Michael Scheuer
From NewsMax:
Al-Qaida is much stronger than it was on 9/11 despite the death of Osama bin Laden and it’s a virtual certainty that the growing terrorist group will launch a major revenge attack, according to author and former CIA bin Laden expert Michael Scheuer.
In an exclusive Newsmax.TV interview, Scheuer predicted that bin Laden will have “an enduring resonance among Muslims for hundreds of years,” because he hurt the United States and survived for a decade afterward.
“It’s a bigger organization geographically, it’s a bigger organization in numbers, and on a whole there are more mujahedeen in the field against us today than there were on 9/11,” Scheuer told Newsmax. “So this is a problem that America hasn’t come to grips with yet.”
A revenge attack from al-Qaida against American or Western targets is “certain.” He adds: “They will counterpunch. I’m not sure it’s going to be in the near term though. If they have something they can do that’s on the shelf, they’ll do it. Otherwise, they’ll plan and execute an operation that is of significant size.”
Don’t be fooled by the rosily optimistic scenarios of democratic revolution spreading across the Arab landscape, Scheuer advises. Already, Muslim Brotherhood and other Islamist groups are moving to exploit the turmoil in Egypt. Al-Qaida, too, will seek to move in and fill the power vacuum in places like Libya and Syria.
“Islam is on the rise across the Middle East at the moment, despite BBC and CNN singing the praises of so-called democrats in Egypt,” Scheuer said.

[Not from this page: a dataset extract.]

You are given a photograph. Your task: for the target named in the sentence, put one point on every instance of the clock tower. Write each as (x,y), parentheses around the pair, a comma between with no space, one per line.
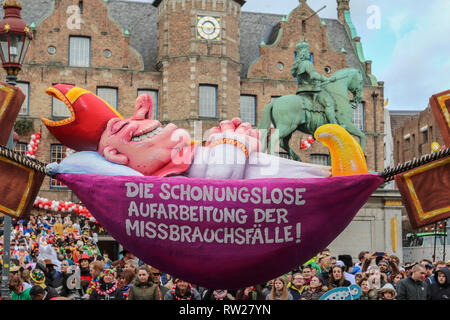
(198,45)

According to Scheurer, Al Qaeda is far stronger now than it was after 9/11.
He said there is little doubt al-Qaida has gained strength. On 9/11, al-Qaida was primarily based in Afghanistan, with just a few other peripheral locations.

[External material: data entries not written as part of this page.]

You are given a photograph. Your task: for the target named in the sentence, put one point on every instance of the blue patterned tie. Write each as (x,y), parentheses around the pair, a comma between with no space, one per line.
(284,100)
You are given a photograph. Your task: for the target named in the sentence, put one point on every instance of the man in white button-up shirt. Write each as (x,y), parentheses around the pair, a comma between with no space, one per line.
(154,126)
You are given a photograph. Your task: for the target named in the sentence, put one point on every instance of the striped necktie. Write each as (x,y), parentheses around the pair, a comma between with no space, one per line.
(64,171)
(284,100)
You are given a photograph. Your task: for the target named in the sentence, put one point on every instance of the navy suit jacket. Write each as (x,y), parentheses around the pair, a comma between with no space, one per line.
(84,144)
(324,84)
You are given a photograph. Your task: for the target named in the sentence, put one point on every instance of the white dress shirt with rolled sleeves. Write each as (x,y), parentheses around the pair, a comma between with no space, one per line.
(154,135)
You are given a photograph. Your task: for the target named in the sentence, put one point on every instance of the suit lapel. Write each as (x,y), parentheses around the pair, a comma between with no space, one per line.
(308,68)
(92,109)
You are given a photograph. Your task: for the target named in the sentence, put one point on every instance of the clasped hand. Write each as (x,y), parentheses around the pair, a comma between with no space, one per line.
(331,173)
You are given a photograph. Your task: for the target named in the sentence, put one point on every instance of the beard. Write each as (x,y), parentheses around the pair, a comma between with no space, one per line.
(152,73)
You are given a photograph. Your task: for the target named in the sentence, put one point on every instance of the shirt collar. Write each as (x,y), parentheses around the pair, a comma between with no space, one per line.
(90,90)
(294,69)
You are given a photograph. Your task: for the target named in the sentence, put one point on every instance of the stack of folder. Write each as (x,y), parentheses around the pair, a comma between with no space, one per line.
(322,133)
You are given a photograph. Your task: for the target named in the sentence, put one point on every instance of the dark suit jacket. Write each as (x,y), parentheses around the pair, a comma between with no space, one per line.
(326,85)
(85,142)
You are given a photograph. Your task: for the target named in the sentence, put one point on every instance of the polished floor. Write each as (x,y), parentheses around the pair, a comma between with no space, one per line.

“Now it is still in parts of Afghanistan, it’s well established in Pakistan, it’s in Yemen, it’s in Iraq, it’s in the Levant in Gaza, it’s in Somalia, and it’s in northern Africa,” he said.
Bin Laden’s death clearly is a blow to al-Qaida, he said. “But to think that his influence is now going to recede in the near term, or even in the distant term, is a mistake,” he added.

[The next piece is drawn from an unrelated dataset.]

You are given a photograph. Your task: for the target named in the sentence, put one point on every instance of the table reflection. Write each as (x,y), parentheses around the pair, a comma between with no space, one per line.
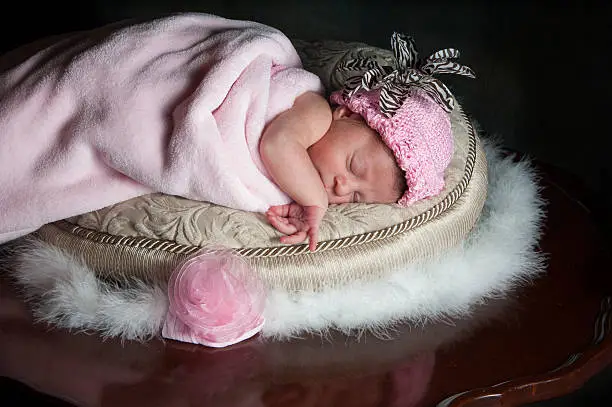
(389,369)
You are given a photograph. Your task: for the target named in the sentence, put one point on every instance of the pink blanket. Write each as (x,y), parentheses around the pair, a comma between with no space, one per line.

Scheuer also stated that Bin Laden’s reportedly Russian trained lieutenant Ayman al-Zawahiri, would at least temporarily take over the Al Qaeda leadership.
Scheuer predicts that Obama’s lieutenant, Ayman al-Zawahiri, will rise to become the temporary head of al-Qaida. But he warns regional al-Qaida commanders in Yemen and Afghanistan actually may pose the greater threat to the United States.
The assassination of Osama bin Laden was a significant victory, but will not likely be a decisive blow in the ongoing “War Against Terror.”